Azerbaijani artistic gymnast (born 1969)

Valeri Vladimirovich Belenki (Валерий Владимирович Беленький, Valeri Belenki; born 5 September 1969) is a retired Azerbaijani artistic gymnast who competed in the 1992 and 1996 Summer Olympics.

==Gymnastics career==
Belenki was born and raised in Baku, Azerbaijan SSR, Soviet Union (present day Azerbaijan), in a Jewish family.

He competed for the Soviet Union/Unified Team until 1992, when this federation was disbanded following the breakup of the Soviet Union.
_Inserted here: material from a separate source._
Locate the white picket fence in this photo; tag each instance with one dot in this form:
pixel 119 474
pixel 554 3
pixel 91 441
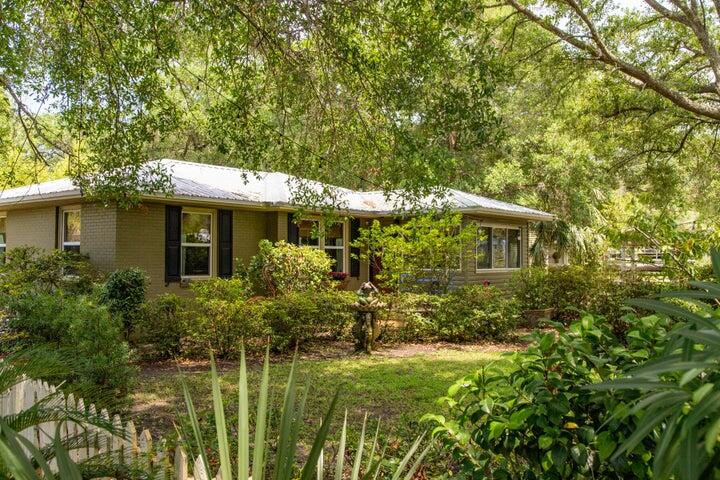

Belenki's greatest achievements are the team gold and all-around bronze he won with the Unified Team in the 1992 Olympics in Barcelona. Belenky also won gold in the pommel horse event at the 1991 World Artistic Gymnastics Championships, where he competed for the USSR.

Because Azerbaijan did not have a gymnastics federation for him to compete for in the 1993 world championships in Birmingham, Belenky instead competed as an unattached athlete. In 1994, he became a German citizen and represented that nation in the 1996 Olympics, helping the team to a seventh-place finish and coming 6th in the all-around.

In 2013, he was elected to the International Jewish Sports Hall of Fame. In 2015, he was inducted into the International Gymnastics Hall of Fame as a representative of Azerbaijan.